Abstract
The unique symbiosis between a vertebrate salamander, Ambystoma maculatum, and unicellular green alga, Oophila amblystomatis, involves multiple modes of interaction. These include an ectosymbiotic interaction where the alga colonizes the egg capsule, and an intracellular interaction where the alga enters tissues and cells of the salamander. One common interaction in mutualist photosymbioses is the transfer of photosynthate from the algal symbiont to the host animal. In the A. maculatum–O. amblystomatis interaction, there is conflicting evidence regarding whether the algae in the egg capsule transfer chemical energy captured during photosynthesis to the developing salamander embryo.

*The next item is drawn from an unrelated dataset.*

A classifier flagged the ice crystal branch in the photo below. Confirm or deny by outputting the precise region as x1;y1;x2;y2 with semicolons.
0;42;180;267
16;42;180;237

In experiments where we took care to separate the carbon fixation contributions of the salamander embryo and algal symbionts, we show that inorganic carbon fixed by A. maculatum embryos reaches 2% of the inorganic carbon fixed by O. amblystomatis algae within an egg capsule after 2 h in the light. After 2 h in the dark, inorganic carbon fixed by A. maculatum embryos is 800% of the carbon fixed by O. amblystomatis algae within an egg capsule. Using photosynthesis inhibitors, we show that A. maculatum embryos and O. amblystomatis algae compete for available inorganic carbon within the egg capsule environment. Our results confirm earlier studies suggesting a role of heterotrophic carbon fixation during vertebrate embryonic development. Our results also show that the considerable capacity of developing A. maculatum embryos for inorganic carbon fixation precludes our ability to distinguish any minor role of photosynthetically transferred carbon from algal symbionts to host salamanders using bicarbonate introduced to the egg system as a marker.
Highlights
During embryonic development, egg capsules of multiple amphibian species found in the Northern Hemisphere are colonized by a green alga, Oophila amblystomatis
Decapsulated Embryos incubated in the dark exhibited significantly more 14C-bicarbonate incorporation than total algae from whole eggs incubated in the dark (p < 0.01) indicating that the elevated radioactive signal in the embryos could not have come from residual algae on or near the dark incubated embryos (Figure 2A)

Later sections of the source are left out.